At first we were a little afraid of it. What is this thing? Whence did it come? We look up—we cast our humble gazes upon the foreboding thing we have seen every day of our brief existences: the
Wall. Massive, starkly unadorned and unreachable, the cold, gray, steeply sloping bowl of concrete, over and beyond which lies the unknown part of the universe. This must have come from beyond the Wall, a place purported to exist, but for which we have as yet no a priori proof. The only things we know exist are the ones we see marching past the Wall. Are they the things of this world, or only their shadows? We don’t know. But the hat: this is no shadow of a hat, this is a hat itself. Only we do not know that it is called “hat.” We do not know what it is. We do not know what it does. Is it friend or foe? For a while we observe the hat from a safe distance. Then I, the young Bruno—who at this point is simply another baby chimp of no particularly remarkable genius—warily approach the thing. A hand reaches out, followed by a thin hirsute arm—to touch it. I only barely brush the edge of the object with the tips of my fingers, and reflexively jerk my hand back at once. Wait!… It did me no harm, no harm. Tentatively, tentatively, the hand reaches out to touch it again. The hand makes contact, and there it remains. Emboldened, I go so far as to pick it up. Céleste approaches now. She places her head on my right shoulder, looks on at the thing, which is now in my hands—my God!—it’s so light, nearly effortless to lift. Céleste puts her hand on the brim of the hat. We touch it together, peacefully, we explorers, we two little scientists, we run our fingers along its contours, its edges, its angles, its convexities and concavities, feeling its texture, the taut bouncy waxen feeling of the tightly woven lacquered straw, the smooth and delicate feeling of the silken hatband, bespangled with the images of blue and red and purple flowers.

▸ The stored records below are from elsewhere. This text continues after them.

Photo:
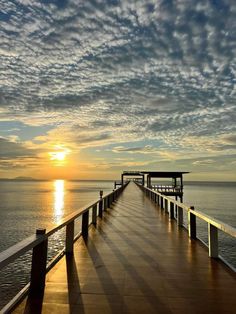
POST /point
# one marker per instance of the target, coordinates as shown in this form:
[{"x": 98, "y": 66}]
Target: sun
[{"x": 59, "y": 154}]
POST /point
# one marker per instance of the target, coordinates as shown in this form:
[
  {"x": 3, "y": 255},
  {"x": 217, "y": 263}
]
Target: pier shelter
[{"x": 173, "y": 188}]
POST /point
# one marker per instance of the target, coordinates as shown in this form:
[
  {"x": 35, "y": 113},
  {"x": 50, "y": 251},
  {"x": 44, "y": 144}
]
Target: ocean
[{"x": 28, "y": 205}]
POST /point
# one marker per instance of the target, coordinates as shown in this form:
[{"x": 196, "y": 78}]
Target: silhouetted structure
[{"x": 173, "y": 189}]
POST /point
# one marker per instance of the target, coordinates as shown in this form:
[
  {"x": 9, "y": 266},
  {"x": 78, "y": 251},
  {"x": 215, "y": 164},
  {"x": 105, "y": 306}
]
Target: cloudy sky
[{"x": 93, "y": 87}]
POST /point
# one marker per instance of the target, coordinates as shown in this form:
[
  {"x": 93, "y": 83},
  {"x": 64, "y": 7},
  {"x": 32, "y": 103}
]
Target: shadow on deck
[{"x": 136, "y": 261}]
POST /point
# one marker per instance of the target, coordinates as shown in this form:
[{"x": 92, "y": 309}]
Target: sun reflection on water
[{"x": 59, "y": 193}]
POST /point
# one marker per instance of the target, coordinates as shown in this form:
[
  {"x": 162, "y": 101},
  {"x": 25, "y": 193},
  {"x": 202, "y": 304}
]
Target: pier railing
[
  {"x": 38, "y": 243},
  {"x": 176, "y": 210}
]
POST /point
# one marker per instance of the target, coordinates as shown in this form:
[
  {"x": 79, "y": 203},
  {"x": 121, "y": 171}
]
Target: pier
[{"x": 134, "y": 257}]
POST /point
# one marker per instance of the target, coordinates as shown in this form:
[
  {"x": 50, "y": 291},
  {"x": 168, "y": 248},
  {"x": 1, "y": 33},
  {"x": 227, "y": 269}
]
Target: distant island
[{"x": 19, "y": 179}]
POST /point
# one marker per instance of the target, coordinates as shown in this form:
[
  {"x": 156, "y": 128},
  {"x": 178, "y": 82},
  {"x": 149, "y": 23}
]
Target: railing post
[
  {"x": 172, "y": 214},
  {"x": 70, "y": 237},
  {"x": 105, "y": 203},
  {"x": 39, "y": 263},
  {"x": 85, "y": 219},
  {"x": 94, "y": 215},
  {"x": 213, "y": 240},
  {"x": 180, "y": 216},
  {"x": 192, "y": 224},
  {"x": 161, "y": 202},
  {"x": 166, "y": 206},
  {"x": 100, "y": 205}
]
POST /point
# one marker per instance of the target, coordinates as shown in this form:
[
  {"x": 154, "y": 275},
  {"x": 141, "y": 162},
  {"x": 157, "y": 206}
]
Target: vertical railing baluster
[
  {"x": 213, "y": 240},
  {"x": 85, "y": 221},
  {"x": 172, "y": 214},
  {"x": 70, "y": 237},
  {"x": 94, "y": 215},
  {"x": 39, "y": 263},
  {"x": 192, "y": 224},
  {"x": 180, "y": 216}
]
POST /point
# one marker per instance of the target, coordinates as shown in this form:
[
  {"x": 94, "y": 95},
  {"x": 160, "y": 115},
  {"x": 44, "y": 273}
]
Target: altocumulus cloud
[{"x": 165, "y": 69}]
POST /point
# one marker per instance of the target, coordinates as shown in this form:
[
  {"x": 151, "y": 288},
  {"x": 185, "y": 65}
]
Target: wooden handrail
[
  {"x": 38, "y": 242},
  {"x": 214, "y": 224}
]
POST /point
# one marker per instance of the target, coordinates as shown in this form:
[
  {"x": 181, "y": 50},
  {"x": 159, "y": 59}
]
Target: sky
[{"x": 91, "y": 88}]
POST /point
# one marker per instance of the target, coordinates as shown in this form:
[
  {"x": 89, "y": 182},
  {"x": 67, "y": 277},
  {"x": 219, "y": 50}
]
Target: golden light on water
[{"x": 59, "y": 194}]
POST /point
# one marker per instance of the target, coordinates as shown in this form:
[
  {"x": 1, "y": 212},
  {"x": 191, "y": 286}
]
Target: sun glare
[{"x": 59, "y": 154}]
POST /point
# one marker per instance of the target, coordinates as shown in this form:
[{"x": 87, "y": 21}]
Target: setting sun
[{"x": 59, "y": 154}]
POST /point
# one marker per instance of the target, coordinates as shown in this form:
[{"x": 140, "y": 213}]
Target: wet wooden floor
[{"x": 136, "y": 261}]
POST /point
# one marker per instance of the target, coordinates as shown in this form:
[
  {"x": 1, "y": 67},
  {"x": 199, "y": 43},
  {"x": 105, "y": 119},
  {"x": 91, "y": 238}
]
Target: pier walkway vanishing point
[{"x": 136, "y": 260}]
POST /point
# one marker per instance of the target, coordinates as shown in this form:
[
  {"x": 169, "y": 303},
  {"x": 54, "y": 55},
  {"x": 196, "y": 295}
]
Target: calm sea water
[{"x": 27, "y": 205}]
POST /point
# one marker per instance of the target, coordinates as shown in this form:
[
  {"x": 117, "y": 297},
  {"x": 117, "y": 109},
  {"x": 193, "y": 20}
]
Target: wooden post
[
  {"x": 172, "y": 215},
  {"x": 100, "y": 208},
  {"x": 192, "y": 224},
  {"x": 85, "y": 220},
  {"x": 161, "y": 202},
  {"x": 180, "y": 216},
  {"x": 213, "y": 240},
  {"x": 39, "y": 263},
  {"x": 105, "y": 204},
  {"x": 70, "y": 237},
  {"x": 94, "y": 215},
  {"x": 166, "y": 206}
]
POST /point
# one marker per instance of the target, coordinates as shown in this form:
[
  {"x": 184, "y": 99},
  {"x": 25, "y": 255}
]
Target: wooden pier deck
[{"x": 136, "y": 261}]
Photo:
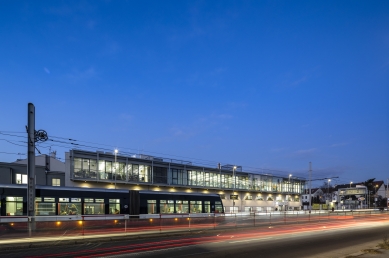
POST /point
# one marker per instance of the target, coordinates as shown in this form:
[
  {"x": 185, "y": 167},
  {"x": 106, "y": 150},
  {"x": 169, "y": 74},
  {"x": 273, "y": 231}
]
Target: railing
[{"x": 89, "y": 226}]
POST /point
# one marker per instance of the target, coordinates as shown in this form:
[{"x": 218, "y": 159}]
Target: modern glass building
[{"x": 240, "y": 191}]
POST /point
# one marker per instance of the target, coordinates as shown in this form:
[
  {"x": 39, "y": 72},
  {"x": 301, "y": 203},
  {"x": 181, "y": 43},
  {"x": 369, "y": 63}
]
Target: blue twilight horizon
[{"x": 268, "y": 85}]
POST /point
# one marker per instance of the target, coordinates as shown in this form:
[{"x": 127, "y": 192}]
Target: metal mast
[
  {"x": 31, "y": 160},
  {"x": 310, "y": 185}
]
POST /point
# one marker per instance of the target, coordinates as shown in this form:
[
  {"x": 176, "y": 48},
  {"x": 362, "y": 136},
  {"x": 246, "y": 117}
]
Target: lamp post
[
  {"x": 116, "y": 152},
  {"x": 328, "y": 192},
  {"x": 233, "y": 189},
  {"x": 289, "y": 182}
]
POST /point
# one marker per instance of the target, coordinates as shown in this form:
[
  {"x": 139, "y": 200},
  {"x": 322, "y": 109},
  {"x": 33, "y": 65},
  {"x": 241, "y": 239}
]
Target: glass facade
[
  {"x": 110, "y": 170},
  {"x": 101, "y": 169}
]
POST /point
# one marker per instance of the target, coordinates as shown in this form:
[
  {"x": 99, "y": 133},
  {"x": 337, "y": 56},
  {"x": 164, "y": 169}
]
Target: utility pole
[
  {"x": 310, "y": 186},
  {"x": 31, "y": 162}
]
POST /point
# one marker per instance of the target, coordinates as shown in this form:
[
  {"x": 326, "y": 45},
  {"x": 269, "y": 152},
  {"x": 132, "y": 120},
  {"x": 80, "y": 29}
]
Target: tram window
[
  {"x": 21, "y": 179},
  {"x": 182, "y": 207},
  {"x": 114, "y": 206},
  {"x": 207, "y": 206},
  {"x": 195, "y": 207},
  {"x": 94, "y": 208},
  {"x": 14, "y": 206},
  {"x": 167, "y": 206},
  {"x": 151, "y": 206}
]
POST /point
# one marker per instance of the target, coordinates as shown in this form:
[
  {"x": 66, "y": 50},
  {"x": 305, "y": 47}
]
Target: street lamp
[
  {"x": 233, "y": 189},
  {"x": 116, "y": 152},
  {"x": 289, "y": 183}
]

There was probably, as these episodes tend to go, a cluster of humans gathered by now at the ledge of the Wall, snapping their photographs, pointing at us and swooning with remarks about the adorableness of our behavior toward the hat. As my attentions at the moment were directed far, far elsewhere, I cannot recall if
anyone noticed us or not, but if they did, Céleste and I paid them no heed. And it was Céleste, Céleste who discovered what the thing was, in the human sense, “for”: she was putting various parts of her body into the bowl of the hat, until finally she put the top of her head into it, and when she removed her hands the hat remained there of its own accord. I gasped—in shock and laughter, I gasped at the sight of Céleste “wearing” the hat, and pointed, and collapsed onto the ground in paroxysms of mirth.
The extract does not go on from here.